We cannot stress this enough: presenting a paper is not the same as reading it out loud to your audience. Here are a few basic tips that may be open doors, but that does not make them less useful:
Do not read your paper!
Apart from the fact that it is impossible to read your entire paper in the 15 to 20 minutes you will have for your presentation, if you do try, you are missing the point of what a presentation should be and you miss the opportunity to "sell" your paper and your research to the audience. The audience will get bored and lose interest within minutes if not seconds. When you feel you need something on paper to help you get all the important points across, you can write out the presentation and read that.
Structure your talk
Basically. Introduction: Tell them what you are going to tell them - .

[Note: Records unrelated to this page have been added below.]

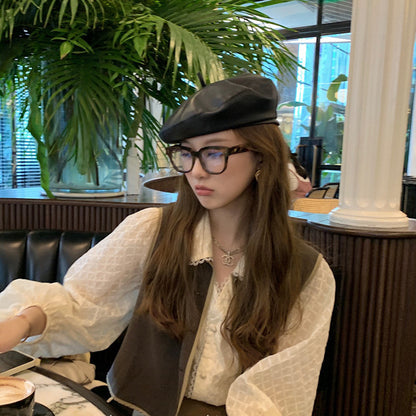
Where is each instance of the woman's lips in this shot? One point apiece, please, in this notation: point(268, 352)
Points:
point(203, 191)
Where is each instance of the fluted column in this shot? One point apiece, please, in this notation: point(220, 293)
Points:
point(411, 164)
point(382, 39)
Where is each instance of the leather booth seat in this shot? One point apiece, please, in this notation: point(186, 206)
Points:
point(45, 256)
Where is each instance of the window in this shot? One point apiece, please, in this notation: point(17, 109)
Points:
point(313, 99)
point(18, 163)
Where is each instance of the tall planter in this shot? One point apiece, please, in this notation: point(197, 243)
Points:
point(98, 174)
point(105, 180)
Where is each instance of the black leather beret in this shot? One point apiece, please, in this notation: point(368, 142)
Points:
point(244, 100)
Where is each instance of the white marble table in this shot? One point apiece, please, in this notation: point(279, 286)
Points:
point(60, 398)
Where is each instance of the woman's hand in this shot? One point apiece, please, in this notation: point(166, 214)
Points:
point(12, 331)
point(31, 321)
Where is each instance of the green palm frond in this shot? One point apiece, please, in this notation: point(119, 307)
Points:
point(99, 62)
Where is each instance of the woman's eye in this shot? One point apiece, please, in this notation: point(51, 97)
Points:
point(185, 154)
point(214, 154)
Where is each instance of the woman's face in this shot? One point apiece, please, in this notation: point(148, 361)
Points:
point(229, 187)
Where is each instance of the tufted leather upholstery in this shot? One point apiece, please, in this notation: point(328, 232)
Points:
point(45, 256)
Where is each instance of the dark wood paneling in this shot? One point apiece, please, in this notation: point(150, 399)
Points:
point(370, 363)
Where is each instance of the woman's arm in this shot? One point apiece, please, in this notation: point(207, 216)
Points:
point(284, 384)
point(94, 304)
point(29, 322)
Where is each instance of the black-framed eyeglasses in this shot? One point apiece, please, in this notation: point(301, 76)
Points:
point(213, 159)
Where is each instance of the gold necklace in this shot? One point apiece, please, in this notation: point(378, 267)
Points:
point(227, 257)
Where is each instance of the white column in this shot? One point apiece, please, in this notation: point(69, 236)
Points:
point(382, 39)
point(411, 163)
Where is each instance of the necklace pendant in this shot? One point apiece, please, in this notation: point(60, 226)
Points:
point(227, 260)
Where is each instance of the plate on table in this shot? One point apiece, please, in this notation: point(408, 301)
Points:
point(41, 410)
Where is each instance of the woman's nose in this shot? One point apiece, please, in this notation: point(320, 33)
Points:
point(198, 170)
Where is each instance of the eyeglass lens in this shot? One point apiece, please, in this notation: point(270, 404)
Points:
point(212, 159)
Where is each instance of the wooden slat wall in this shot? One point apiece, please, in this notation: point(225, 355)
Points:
point(370, 364)
point(64, 215)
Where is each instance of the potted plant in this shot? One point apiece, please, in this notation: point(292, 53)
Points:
point(90, 68)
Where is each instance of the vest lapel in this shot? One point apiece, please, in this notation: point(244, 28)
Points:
point(151, 368)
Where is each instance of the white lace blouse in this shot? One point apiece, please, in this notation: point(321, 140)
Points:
point(98, 296)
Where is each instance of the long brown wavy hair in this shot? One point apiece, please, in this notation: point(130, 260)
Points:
point(262, 300)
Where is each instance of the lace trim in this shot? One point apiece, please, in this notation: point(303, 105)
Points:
point(195, 364)
point(200, 261)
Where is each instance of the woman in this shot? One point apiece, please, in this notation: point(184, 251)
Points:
point(232, 311)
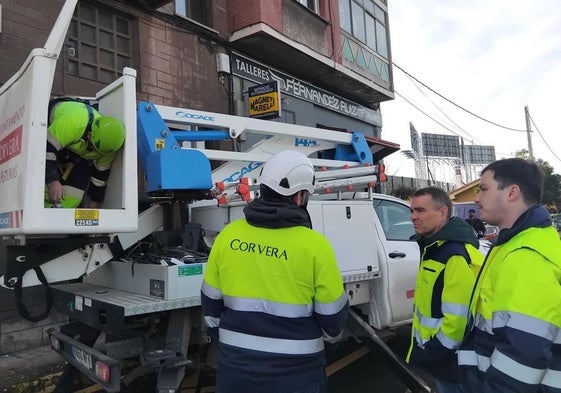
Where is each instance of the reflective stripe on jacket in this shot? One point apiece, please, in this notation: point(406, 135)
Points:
point(515, 341)
point(442, 292)
point(276, 296)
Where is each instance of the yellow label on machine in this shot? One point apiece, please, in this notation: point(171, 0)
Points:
point(86, 218)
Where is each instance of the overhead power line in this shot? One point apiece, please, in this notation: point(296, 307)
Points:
point(543, 139)
point(436, 121)
point(456, 105)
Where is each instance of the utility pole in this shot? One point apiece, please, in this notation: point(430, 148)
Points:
point(528, 133)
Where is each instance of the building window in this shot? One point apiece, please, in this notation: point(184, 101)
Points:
point(311, 4)
point(101, 42)
point(192, 9)
point(365, 21)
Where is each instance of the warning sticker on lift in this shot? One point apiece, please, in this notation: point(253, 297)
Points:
point(86, 218)
point(190, 270)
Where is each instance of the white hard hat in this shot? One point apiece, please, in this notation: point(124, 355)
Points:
point(288, 172)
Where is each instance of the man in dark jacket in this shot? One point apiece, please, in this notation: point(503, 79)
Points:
point(449, 257)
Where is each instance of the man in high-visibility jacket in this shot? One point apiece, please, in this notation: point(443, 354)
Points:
point(514, 340)
point(449, 257)
point(273, 290)
point(81, 146)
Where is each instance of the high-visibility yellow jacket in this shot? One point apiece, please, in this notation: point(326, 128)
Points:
point(274, 293)
point(514, 342)
point(69, 121)
point(442, 292)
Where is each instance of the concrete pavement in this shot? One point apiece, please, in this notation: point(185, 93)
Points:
point(30, 371)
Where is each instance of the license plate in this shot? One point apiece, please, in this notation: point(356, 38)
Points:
point(82, 357)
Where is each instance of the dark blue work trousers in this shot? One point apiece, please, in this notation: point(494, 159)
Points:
point(231, 380)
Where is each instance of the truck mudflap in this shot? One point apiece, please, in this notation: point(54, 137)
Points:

Heart of talk: Tell them -
Conclusion: Tell them what you just told them.
Using powerpoint is an option not an obligation.
Powerpoint and similar applications can be used in support of your talk, but they can also be distracting. Do not put too much information on one sheet and certainly not the entire text of your paper (yes, this has actually been done). Keep it clean and simple and limited to only a few. Do not just read what is on the sheet. Your audience is quite capable of reading that and in the process you might turn your back on the audience, which does not help you to connect..
Prepare
Take your time to prepare your talk, and if possible have a look at the room some time before you have to present to get a feel for the room. Do not just take a deep breath and plunge in, but take some time to give your audience the chance to quiet down and then introduce yourself. Start with a small anecdote or story to connect with the audience and then move on to the serious bit.
If you type "How to present a paper" or something similar in Google, you'll get lots of links to interesting and helpful websites. The structure of Ted talks may be a bit cliché, but they do work.